TITLE=Reinforcement learning, rule-based, or generative AI: a comparison of model-free Wi-Fi slicing approaches

JOURNAL=Frontiers in Signal Processing

VOLUME=Volume 5 - 2025

YEAR=2025

URL=https://www.frontiersin.org/journals/signal-processing/articles/10.3389/frsip.2025.1608347

DOI=10.3389/frsip.2025.1608347

ISSN=2673-8198

ABSTRACT=Resource allocation techniques are key to providing Quality-of-Service guarantees. Wi-Fi standards define features enabling the allocation of radio resources across time, frequency, and link band. However, radio resource slicing, as implemented in 5G cellular networks, is not native to Wi-Fi.
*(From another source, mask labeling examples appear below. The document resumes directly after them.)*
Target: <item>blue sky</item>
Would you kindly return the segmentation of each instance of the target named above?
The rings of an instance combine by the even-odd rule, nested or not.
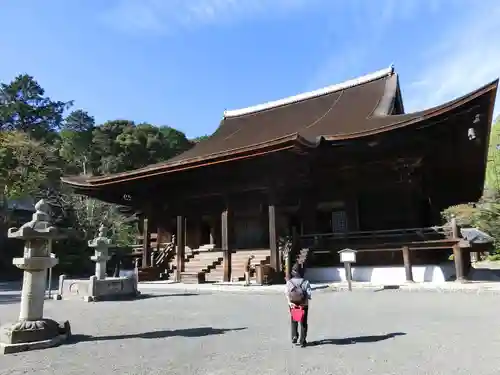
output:
[[[0,0],[0,16],[0,81],[189,137],[391,63],[407,112],[500,76],[498,0]]]

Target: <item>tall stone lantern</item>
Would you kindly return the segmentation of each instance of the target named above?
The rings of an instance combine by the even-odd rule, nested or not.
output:
[[[111,245],[111,240],[106,237],[106,227],[103,224],[99,227],[97,237],[90,240],[88,244],[95,251],[95,254],[90,257],[95,262],[95,276],[97,280],[104,280],[106,278],[106,263],[110,259],[108,249]]]
[[[71,335],[68,321],[58,323],[43,317],[47,270],[58,263],[50,256],[50,242],[67,238],[68,232],[51,224],[50,207],[42,199],[35,213],[19,229],[10,228],[9,238],[25,241],[24,254],[12,263],[24,270],[19,320],[0,327],[0,353],[56,346]]]

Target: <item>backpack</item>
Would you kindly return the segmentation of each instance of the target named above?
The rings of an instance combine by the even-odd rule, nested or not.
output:
[[[290,299],[290,302],[296,305],[300,305],[305,302],[306,300],[306,292],[302,285],[305,283],[305,280],[302,280],[302,282],[297,285],[293,281],[290,280],[290,284],[292,284],[291,289],[288,291],[288,298]]]

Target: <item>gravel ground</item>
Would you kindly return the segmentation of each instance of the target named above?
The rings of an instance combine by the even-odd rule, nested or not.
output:
[[[499,373],[498,296],[355,291],[313,298],[304,349],[289,342],[279,295],[48,301],[46,316],[70,320],[73,342],[3,356],[0,374]],[[0,321],[18,311],[15,296],[0,293]]]

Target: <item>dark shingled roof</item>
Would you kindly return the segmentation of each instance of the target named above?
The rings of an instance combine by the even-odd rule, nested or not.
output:
[[[216,132],[192,149],[166,161],[101,177],[66,177],[75,186],[98,186],[139,176],[171,173],[221,159],[237,158],[320,140],[344,140],[400,128],[439,115],[496,90],[498,80],[441,106],[391,115],[400,98],[394,69],[242,110],[224,113]]]

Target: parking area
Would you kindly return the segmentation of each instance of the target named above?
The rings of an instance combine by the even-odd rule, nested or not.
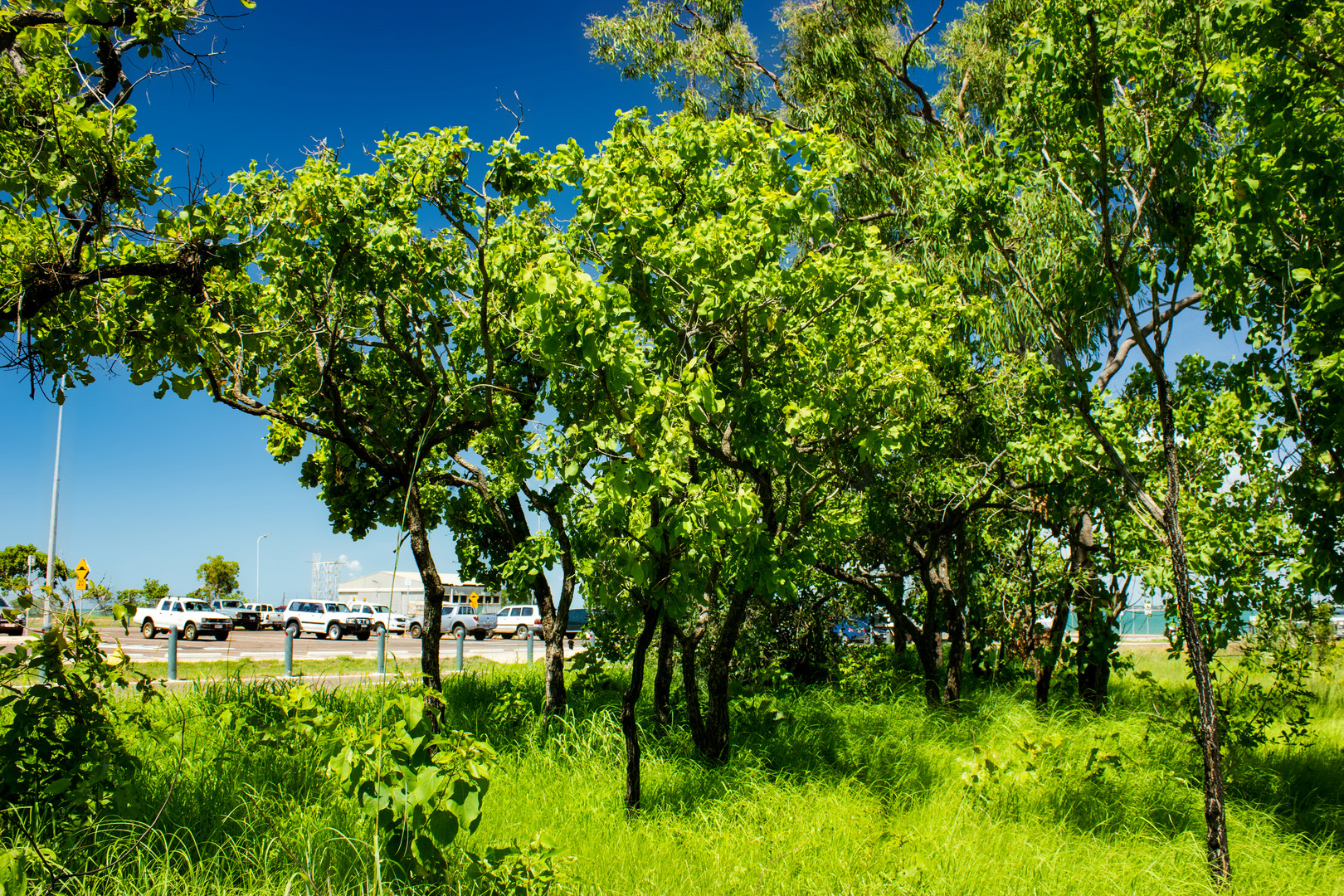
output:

A few reinforcement learning (RL) approaches have been proposed for Wi-Fi resource allocation and demonstrated using analytical models where the reward gradient with respect to the model parameters is accessible—i.e., with a differentiable Wi-Fi network model. In this work, we implement—and release under an Apache 2.0 license—a state-of-the-art, state-augmented constrained optimization method using a policy-gradient RL algorithm that does not require a differentiable model, to assess model-free RL-based slicing for Wi-Fi frequency resource allocation. We compare this with six model-free baselines: three RL algorithms (REINFORCE, A2C, PPO), two rule-based heuristics (Uniform, Proportional), and a generative AI policy using a commercial foundational Large Language Model (LLM). For rapid RL training, a simple, non-differentiable network model was used. To evaluate the policies, we use an ns-3-based Wi-Fi 6 simulator with a slice-aware MAC. Evaluations were conducted in two traffic scenarios: A) a periodic pattern with one constant low-throughput slice and two high-throughput slices toggled sequentially, and B) a random walk scenario for realism. Results show that, on average—in terms of the trade-off between total throughput and a packet-latency-based metric—the uniform split and LLM-based policy perform best, appearing on the Pareto front in both scenarios. The proportional policy only appears on the front in the periodic case. Our state-augmented constrained approach based on REINFORCE (SAC-RE) is on the second Pareto front for the random walk case, outperforming vanilla REINFORCE. In the periodic scenario, vanilla REINFORCE achieves better throughput—with a latency trade-off—and is co-located with SAC-RE on the second front. Interestingly, the LLM-based policy—neither trained nor fine-tuned on any custom data—consistently appears on the first Pareto front, offering higher objective values at some latency cost. Unlike uniform slicing, its behavior is dynamically adjustable via prompt engineering.